Last week the Children's Defense Fund (CDF) released a report on child poverty in America. Done in partnership with the Urban Institute, it presents some troubling stats but also nine strategies for reducing child poverty by 60%.
First, the bad news:
• It's not just that over 21 million American children live in poverty, but that this nation ranks 34th out of 35 industrialized nations in how well it addresses the problem. (Last place goes to Romania, which has an economy 99 times smaller than ours). Think about it: a nation with the world's largest economy fell next to last in civic response to children living in abject poverty.
• Every year that we keep children in poverty costs this nation $500 billion. If you look upon them as individuals, it may be easier to understand the long-range problems emerging from the toxic stress of a childhood spent in poverty: fewer cognitive skills, impaired brain function, less productive adult years, aggravated health outcomes, criminal behaviors, and "dynasties" of poverty through future generations.

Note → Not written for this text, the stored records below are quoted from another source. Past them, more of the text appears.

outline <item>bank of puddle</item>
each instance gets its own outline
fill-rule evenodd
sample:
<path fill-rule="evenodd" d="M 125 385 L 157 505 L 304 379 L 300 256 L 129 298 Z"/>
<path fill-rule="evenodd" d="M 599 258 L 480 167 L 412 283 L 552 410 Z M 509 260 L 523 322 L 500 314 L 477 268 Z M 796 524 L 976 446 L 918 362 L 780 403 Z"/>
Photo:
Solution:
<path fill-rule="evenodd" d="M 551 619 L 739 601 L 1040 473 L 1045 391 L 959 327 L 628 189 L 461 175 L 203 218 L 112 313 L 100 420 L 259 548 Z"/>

But here's what we can do:
• Download the CDF report. It's a cogent and detailed piece of nonpartisan reporting.
http://www.childrensdefense.org/library/PovertyReport/EndingChildPovertyNow.html
Get the details on the nine proposed strategies. Spread the word. Make it a part of your volunteer efforts, church ministry, or philanthropic planning. For example, advocating an increase of your state's minimum wage to $10.10/hour would help.
• Educate your policymakers on the proposed changes and policy improvements, and their consequences. Remember that humanity lives on both sides of a defined poverty line*: such changes would not only benefit kids living under the poverty line but also children in jeopardy just above it.
• Don't let anyone tell you this country cannot afford to end child poverty. CDF's policy recommendations would cost $77 billion, just 2% of our national budget. For further perspective, consider that Americans represent only 5% of the world population, but 37% in military spending, yet in 2013, more than 45% American children lived in homes where there wasn't enough to eat.
The bottom line: Whether or not you have children, no American citizen should remain a bystander to what is a national moral disgrace.
* The poverty line is defined as $23,834 for a family of four.